Yes, I have most definitely seen Eparayno's Oil Catch Can thread...

I was looking for pictures of posts of your setup...
I will be waiting to see what you post/ show...!
Did you use the same check valve as he did?
And why put the oil catch can in the same horrific place as the original system....?

Thanks!
Jason
Jason,

Since my car has a SC, my application is different from Eparayno's. The SC install capped of the distribution piece thereby removing the vacuum source from the CVV. They did that so the boost would not get into the CVV. A check valve preventing boost from getting to the CVV would totally screws things up too, if, for instance, you were on a long interstate trip with the car constantly on boost. In my research I called Dinan and spoke with one of the guys in their shop. He told me that he could sell me a special Dinan designed valve with hoses that would allow the CVV to work but the price was somewhere in the $600 to $700 range, or I could use a $100 catch can. I chose the catch can!!!
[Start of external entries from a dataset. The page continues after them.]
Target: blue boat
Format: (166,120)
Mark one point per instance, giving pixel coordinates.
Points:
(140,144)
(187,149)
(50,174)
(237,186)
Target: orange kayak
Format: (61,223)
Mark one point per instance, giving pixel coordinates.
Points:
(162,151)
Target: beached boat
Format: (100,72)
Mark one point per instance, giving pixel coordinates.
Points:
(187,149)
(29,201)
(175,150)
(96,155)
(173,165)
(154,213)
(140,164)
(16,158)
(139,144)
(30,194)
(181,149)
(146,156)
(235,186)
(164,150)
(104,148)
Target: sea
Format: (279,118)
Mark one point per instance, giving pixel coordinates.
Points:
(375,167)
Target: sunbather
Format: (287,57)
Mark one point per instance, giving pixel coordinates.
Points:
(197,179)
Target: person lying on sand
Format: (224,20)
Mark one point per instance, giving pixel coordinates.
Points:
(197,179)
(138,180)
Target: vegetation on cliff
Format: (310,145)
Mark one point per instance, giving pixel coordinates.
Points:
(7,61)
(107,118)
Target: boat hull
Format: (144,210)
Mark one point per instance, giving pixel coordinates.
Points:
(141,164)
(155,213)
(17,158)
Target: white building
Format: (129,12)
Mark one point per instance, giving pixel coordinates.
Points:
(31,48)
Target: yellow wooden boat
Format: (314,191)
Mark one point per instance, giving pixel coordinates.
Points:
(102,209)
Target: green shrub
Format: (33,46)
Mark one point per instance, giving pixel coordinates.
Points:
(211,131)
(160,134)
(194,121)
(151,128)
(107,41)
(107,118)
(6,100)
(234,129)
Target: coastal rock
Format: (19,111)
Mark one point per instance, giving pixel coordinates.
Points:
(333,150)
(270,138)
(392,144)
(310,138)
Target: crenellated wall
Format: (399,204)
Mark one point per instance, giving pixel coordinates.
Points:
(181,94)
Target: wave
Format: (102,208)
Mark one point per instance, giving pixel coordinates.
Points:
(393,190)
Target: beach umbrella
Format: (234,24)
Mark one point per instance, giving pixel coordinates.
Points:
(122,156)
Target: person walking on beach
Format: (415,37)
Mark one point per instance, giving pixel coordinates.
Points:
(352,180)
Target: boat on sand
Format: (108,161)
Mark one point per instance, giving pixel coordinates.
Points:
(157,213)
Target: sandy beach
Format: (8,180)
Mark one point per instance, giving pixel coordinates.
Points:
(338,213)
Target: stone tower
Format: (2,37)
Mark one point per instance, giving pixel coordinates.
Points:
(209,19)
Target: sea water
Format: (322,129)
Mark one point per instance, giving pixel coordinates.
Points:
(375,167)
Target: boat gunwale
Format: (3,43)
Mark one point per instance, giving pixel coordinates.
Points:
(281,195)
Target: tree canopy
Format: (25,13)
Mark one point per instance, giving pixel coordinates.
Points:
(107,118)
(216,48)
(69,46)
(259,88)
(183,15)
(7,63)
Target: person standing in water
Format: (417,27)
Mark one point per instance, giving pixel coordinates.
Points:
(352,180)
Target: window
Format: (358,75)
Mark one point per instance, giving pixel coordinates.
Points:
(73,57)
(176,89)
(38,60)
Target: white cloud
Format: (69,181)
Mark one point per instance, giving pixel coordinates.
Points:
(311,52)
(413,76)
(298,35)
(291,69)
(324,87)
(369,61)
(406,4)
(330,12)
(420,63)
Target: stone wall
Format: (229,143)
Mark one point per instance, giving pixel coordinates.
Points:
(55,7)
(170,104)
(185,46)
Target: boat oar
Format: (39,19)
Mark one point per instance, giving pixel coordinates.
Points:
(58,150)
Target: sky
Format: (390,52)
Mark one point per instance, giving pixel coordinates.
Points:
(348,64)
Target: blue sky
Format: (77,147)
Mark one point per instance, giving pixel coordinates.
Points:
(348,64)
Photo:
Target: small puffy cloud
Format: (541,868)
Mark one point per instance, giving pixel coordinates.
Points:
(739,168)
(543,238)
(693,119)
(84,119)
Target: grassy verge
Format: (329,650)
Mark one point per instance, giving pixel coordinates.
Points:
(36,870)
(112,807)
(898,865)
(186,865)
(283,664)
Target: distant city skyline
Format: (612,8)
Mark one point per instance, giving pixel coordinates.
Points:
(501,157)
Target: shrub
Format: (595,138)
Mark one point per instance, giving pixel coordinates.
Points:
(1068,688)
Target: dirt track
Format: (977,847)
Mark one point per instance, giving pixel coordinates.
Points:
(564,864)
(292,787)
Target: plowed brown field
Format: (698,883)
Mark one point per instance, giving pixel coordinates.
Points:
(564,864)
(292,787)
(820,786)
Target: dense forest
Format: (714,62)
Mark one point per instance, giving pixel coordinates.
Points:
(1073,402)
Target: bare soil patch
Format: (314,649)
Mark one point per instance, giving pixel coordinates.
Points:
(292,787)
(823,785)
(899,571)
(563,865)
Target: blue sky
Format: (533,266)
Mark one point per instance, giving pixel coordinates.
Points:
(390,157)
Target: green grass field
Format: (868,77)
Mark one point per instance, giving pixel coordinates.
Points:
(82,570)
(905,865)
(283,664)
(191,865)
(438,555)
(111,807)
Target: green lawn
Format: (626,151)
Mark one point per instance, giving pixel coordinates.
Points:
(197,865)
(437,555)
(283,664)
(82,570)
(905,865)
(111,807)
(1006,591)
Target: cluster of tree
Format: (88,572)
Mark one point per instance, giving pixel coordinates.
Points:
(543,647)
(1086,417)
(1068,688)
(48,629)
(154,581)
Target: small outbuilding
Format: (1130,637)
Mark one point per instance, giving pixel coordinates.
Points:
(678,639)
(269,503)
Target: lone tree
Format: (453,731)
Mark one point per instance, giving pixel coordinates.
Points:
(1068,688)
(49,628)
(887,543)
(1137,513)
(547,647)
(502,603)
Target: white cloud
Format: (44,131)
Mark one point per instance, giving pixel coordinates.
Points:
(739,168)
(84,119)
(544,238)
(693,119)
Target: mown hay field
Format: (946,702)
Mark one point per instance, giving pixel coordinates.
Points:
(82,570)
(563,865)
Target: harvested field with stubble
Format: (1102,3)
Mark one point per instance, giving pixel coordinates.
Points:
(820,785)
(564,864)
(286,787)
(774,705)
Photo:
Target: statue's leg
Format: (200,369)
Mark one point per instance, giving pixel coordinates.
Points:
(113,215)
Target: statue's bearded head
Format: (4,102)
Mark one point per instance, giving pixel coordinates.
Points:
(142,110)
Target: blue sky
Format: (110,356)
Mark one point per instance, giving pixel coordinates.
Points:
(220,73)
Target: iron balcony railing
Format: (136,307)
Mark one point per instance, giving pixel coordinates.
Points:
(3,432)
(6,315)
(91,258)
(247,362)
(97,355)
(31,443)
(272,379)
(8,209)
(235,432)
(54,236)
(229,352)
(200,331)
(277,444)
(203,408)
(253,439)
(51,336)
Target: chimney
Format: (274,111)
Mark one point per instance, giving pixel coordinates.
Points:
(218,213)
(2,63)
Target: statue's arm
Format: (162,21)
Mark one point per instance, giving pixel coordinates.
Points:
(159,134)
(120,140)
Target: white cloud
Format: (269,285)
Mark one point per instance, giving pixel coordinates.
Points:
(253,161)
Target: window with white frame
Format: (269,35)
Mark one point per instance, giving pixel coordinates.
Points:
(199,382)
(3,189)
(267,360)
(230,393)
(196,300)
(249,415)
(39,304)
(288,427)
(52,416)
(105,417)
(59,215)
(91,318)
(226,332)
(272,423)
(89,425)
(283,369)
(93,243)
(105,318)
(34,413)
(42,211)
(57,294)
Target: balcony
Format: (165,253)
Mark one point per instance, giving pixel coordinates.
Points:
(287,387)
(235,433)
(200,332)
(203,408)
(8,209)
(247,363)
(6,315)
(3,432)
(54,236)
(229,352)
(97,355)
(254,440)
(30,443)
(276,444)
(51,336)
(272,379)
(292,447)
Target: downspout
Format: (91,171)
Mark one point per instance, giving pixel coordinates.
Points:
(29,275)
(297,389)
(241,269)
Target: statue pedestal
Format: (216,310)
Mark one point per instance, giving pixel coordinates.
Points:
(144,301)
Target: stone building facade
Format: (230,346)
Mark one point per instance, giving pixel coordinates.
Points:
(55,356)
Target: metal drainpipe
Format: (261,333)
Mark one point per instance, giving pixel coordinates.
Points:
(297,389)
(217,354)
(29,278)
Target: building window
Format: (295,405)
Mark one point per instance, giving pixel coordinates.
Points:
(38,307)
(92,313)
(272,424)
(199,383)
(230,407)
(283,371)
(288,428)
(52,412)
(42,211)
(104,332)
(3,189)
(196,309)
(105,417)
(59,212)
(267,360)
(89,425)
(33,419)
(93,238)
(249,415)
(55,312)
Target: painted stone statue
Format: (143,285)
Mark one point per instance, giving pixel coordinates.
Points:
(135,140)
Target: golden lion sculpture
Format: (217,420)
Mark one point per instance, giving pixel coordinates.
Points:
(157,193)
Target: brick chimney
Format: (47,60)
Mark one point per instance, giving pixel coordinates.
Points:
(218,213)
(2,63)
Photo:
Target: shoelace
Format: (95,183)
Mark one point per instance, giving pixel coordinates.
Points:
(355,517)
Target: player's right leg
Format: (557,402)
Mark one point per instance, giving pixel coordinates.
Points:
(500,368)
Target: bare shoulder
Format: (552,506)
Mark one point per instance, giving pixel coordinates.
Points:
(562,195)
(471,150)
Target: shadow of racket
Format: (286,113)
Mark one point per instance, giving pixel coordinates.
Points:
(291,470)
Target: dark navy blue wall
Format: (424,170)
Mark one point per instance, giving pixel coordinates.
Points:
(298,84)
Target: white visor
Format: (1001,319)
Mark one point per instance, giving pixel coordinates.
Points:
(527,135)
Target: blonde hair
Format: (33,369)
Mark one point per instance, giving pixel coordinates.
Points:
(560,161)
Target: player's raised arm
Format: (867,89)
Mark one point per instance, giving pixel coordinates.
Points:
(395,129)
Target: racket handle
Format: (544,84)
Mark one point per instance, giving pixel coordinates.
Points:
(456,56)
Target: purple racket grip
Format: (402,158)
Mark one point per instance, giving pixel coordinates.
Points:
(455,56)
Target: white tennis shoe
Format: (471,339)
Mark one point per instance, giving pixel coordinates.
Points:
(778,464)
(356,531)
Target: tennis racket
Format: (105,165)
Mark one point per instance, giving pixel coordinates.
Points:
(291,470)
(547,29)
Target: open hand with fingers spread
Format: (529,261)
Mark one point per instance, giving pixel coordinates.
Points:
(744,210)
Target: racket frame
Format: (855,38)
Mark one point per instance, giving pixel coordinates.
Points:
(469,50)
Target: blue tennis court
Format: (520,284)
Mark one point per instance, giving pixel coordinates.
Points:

I located it under the intake manifold because no matter where else I chose to put the can, the hoses to and from the can would get into the belts/pulleys of the SC. No good. Because of the can's location, I ran a hose from the can's drain to the dip stick tube so the oil would run back into the sump. I just checked that drain out & it was working perfectly. I put a PCV valve in that drain line so no oil could be sucked out of the sump back into the can.

I'll post pictures and more detail in a few days.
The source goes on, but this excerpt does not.